The new findings help answer a long question about how the deep craters could have formed on Mars and other planets without plate tectonics like on Earth.
It found they are affected by catastrophic geologic processes that could have substantially altered the planet’s surface.
On Mars’ surface, there are a host of lakes that are now dry but once would have held vast amounts of water. Sometimes, they would become so full that they overflowed, bringing catastrophic floods that would have caused the canyons in just a matter of weeks.
That helps answer the puzzle over whether the canyons were formed over a length of time or in a series of dramatic events. The shape of the rock formations suggest it was the latter, said Tim Goudge, lead author on the paper published in the journal Geology this week.

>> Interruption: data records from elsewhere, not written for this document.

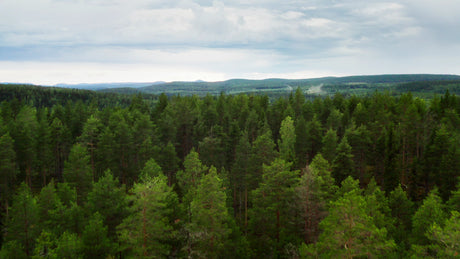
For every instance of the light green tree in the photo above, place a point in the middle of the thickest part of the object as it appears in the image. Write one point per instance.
(148, 231)
(315, 190)
(108, 199)
(22, 224)
(287, 139)
(77, 171)
(208, 229)
(271, 223)
(8, 170)
(430, 212)
(349, 231)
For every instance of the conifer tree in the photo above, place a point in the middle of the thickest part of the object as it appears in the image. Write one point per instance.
(430, 212)
(8, 170)
(208, 229)
(271, 218)
(343, 164)
(148, 230)
(77, 171)
(22, 224)
(287, 140)
(349, 231)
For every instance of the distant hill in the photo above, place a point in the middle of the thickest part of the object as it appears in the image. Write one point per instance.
(275, 87)
(101, 86)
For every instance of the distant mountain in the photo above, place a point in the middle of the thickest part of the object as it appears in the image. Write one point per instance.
(101, 86)
(279, 86)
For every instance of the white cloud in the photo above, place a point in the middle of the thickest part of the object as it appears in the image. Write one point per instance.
(223, 39)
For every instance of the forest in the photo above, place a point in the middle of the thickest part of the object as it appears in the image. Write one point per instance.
(103, 175)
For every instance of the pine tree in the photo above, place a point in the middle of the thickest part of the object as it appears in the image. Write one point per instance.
(109, 200)
(402, 210)
(287, 140)
(343, 164)
(349, 231)
(446, 237)
(271, 219)
(329, 145)
(77, 171)
(430, 212)
(148, 230)
(8, 170)
(22, 224)
(94, 240)
(208, 229)
(316, 189)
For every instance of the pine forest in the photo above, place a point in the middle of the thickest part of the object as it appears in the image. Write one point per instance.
(86, 174)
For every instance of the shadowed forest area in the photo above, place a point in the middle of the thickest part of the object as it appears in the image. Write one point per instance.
(104, 175)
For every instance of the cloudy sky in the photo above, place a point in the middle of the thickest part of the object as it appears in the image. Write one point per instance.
(76, 41)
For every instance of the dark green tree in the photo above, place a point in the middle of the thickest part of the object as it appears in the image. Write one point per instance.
(22, 224)
(271, 223)
(430, 212)
(77, 171)
(329, 145)
(108, 199)
(148, 230)
(349, 231)
(94, 240)
(343, 164)
(208, 229)
(8, 170)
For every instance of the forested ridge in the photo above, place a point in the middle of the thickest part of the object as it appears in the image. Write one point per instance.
(93, 175)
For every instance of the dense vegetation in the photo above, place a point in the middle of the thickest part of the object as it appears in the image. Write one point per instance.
(87, 175)
(421, 85)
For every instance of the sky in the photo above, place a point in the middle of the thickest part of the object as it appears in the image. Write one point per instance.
(92, 41)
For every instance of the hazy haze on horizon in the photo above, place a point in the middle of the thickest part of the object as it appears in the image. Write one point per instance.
(91, 41)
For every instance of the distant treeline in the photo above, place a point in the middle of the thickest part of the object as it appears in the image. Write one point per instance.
(95, 175)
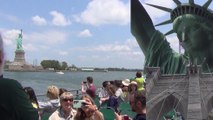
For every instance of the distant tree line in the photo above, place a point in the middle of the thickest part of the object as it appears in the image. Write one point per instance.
(54, 64)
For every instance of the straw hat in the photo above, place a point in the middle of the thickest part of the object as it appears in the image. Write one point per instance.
(126, 82)
(133, 83)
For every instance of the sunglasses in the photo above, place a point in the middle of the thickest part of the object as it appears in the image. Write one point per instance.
(65, 100)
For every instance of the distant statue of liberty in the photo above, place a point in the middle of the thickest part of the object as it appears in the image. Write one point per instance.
(193, 25)
(19, 42)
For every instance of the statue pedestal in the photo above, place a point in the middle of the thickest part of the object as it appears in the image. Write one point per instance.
(20, 57)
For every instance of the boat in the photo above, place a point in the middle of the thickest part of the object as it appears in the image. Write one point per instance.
(60, 72)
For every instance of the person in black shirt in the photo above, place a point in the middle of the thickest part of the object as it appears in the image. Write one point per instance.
(138, 105)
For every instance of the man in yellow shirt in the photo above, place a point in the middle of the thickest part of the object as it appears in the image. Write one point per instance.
(140, 81)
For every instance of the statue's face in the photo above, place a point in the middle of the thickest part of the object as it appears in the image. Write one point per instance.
(196, 35)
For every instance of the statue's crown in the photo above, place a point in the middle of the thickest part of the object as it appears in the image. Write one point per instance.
(182, 9)
(191, 9)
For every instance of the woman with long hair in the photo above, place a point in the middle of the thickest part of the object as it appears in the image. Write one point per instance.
(88, 110)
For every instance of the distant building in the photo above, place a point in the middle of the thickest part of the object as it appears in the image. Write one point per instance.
(87, 69)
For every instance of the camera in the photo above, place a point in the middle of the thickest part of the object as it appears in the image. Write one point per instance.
(79, 103)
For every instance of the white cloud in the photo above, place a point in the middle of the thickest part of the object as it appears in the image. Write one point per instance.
(9, 36)
(30, 47)
(48, 37)
(39, 20)
(85, 33)
(100, 12)
(59, 19)
(64, 53)
(112, 48)
(156, 13)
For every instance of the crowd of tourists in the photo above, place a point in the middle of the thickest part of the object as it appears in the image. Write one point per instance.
(18, 103)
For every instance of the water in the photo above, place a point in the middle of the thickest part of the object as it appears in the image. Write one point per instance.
(39, 81)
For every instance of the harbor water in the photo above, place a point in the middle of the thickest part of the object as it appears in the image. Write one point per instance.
(39, 81)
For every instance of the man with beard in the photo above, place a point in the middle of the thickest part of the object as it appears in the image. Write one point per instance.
(138, 105)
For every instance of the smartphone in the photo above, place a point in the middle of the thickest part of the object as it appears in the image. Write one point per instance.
(78, 103)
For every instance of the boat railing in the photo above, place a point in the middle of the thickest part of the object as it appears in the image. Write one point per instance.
(75, 92)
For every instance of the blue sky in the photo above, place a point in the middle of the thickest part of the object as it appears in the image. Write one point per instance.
(86, 33)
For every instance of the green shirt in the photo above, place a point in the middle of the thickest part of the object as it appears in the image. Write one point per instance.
(140, 83)
(14, 103)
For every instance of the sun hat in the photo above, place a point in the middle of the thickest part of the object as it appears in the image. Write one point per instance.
(66, 95)
(133, 83)
(126, 82)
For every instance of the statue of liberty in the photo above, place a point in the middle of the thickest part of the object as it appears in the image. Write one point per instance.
(19, 42)
(193, 25)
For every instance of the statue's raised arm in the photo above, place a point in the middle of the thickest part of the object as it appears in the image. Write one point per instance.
(193, 25)
(141, 24)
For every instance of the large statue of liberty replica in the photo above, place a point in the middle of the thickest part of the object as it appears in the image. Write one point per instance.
(193, 25)
(19, 53)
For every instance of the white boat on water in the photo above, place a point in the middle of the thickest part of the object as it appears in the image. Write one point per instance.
(60, 72)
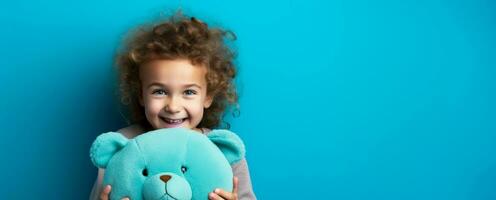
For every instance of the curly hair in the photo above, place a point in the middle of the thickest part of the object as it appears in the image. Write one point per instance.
(179, 37)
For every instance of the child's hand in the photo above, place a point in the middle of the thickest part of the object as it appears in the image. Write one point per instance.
(105, 193)
(220, 194)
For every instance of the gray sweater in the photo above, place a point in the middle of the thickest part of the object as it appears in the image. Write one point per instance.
(240, 170)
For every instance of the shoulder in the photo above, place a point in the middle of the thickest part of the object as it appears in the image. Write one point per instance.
(132, 131)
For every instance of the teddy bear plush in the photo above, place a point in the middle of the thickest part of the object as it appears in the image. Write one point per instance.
(173, 163)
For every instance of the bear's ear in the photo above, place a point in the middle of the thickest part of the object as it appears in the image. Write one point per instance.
(229, 143)
(105, 146)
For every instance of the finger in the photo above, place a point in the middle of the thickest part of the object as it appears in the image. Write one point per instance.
(213, 196)
(235, 185)
(223, 194)
(105, 192)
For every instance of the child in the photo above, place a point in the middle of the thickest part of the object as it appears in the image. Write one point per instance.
(178, 73)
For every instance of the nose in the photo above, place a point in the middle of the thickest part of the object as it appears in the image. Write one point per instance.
(173, 105)
(165, 178)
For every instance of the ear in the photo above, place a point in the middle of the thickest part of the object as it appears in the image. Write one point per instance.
(105, 146)
(229, 143)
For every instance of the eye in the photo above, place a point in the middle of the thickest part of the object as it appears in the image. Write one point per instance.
(189, 92)
(159, 92)
(184, 169)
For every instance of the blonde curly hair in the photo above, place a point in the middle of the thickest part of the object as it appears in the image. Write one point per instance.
(179, 37)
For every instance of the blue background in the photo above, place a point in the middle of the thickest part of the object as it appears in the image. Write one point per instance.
(341, 99)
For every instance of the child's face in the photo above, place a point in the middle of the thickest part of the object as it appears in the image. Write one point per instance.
(174, 93)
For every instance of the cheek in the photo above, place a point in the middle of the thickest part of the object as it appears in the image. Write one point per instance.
(153, 107)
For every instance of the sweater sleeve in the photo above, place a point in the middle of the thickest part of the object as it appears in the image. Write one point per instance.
(245, 190)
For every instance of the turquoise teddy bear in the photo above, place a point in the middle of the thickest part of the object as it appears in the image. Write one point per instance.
(173, 163)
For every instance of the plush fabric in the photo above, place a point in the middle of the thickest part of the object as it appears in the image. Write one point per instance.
(173, 163)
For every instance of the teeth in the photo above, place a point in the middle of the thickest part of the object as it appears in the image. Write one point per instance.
(173, 121)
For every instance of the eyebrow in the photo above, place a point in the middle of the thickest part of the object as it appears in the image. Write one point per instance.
(163, 85)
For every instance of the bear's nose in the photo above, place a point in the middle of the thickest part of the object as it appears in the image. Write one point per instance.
(165, 178)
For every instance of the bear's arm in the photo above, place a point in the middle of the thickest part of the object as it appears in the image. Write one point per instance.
(97, 187)
(245, 190)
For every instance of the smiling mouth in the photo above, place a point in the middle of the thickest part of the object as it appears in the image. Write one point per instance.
(173, 121)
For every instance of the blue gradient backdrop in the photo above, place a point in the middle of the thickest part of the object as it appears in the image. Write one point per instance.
(342, 99)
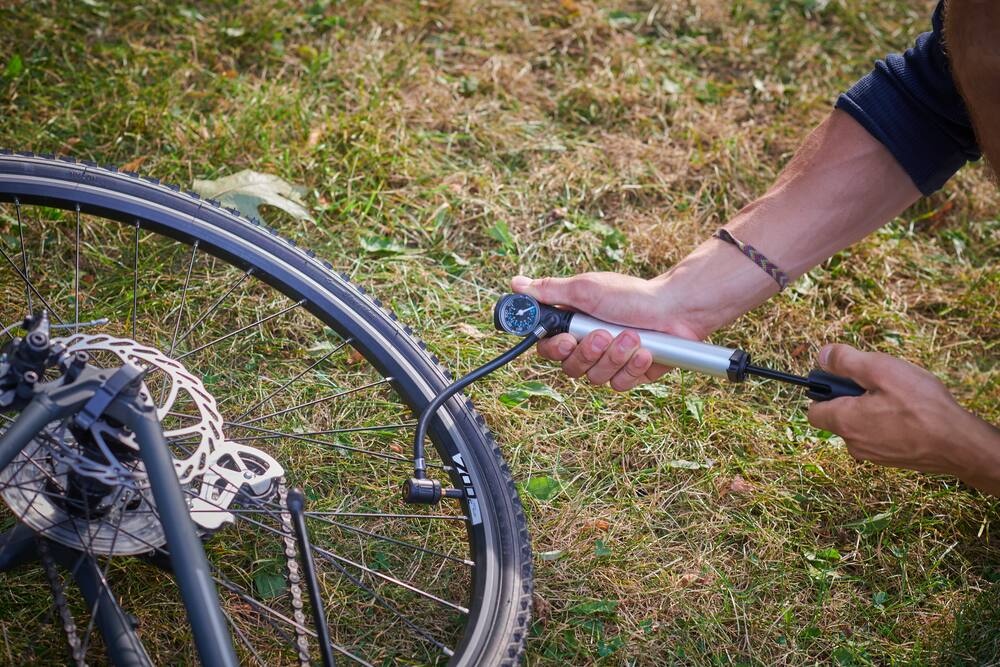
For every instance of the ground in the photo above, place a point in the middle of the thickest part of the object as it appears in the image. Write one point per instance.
(448, 146)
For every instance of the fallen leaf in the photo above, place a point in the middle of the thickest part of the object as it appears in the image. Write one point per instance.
(380, 246)
(736, 485)
(696, 408)
(542, 487)
(470, 331)
(594, 607)
(526, 390)
(690, 465)
(601, 549)
(247, 190)
(597, 524)
(133, 165)
(315, 135)
(270, 584)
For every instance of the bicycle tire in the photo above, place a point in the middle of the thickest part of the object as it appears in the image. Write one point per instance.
(500, 602)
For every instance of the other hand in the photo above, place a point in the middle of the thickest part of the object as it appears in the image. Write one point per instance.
(620, 361)
(907, 419)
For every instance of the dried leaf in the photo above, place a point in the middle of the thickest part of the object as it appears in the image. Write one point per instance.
(247, 190)
(598, 524)
(736, 485)
(470, 331)
(690, 465)
(133, 165)
(315, 135)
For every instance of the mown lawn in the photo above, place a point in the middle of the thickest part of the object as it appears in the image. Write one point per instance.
(450, 145)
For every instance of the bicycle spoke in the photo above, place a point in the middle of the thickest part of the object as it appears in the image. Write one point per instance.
(292, 381)
(215, 305)
(135, 279)
(180, 309)
(334, 445)
(24, 253)
(398, 584)
(241, 329)
(31, 286)
(338, 562)
(334, 431)
(346, 392)
(76, 275)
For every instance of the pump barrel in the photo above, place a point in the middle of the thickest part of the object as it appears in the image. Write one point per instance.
(666, 349)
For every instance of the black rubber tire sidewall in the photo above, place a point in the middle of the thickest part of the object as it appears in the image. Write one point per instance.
(503, 616)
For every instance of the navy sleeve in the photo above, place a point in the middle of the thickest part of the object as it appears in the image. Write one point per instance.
(910, 103)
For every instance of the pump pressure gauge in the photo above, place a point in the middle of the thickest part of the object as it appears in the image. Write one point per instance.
(517, 314)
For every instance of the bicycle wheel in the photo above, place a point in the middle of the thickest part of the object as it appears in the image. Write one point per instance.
(269, 370)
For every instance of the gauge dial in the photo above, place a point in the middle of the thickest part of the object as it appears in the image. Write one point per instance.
(518, 314)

“These breached lakes are fairly common and some of them are quite large, some as large as the Caspian Sea,” said Mr Goudge. “So we think this style of catastrophic overflow flooding and rapid incision of outlet canyons was probably quite important on early Mars’ surface.”
Satellite images show that Mars has hundreds of craters that were once flooded with water. More than 200 of them have what scientists refer to as paleolakes, with outlet canyons that flow into vast channels of water.
Now scientists have established, using Nasa imagery that showed the details of the outlets, that those were formed quickly as vast amounts of water flowed through them.
On Earth, such dramatic changes happen over millions of years as the tectonic plates move. But on Mars they happen far quicker – and then can be preserved for billions of years.
“The landscape on Earth doesn’t preserve large lakes for a very long time,” co-author Caleb Fassett said. “But on Mars ... These canyons have been there for 3.7 billion years, a very long time, and it gives us insight into what the deep time surface water was like on Mars.”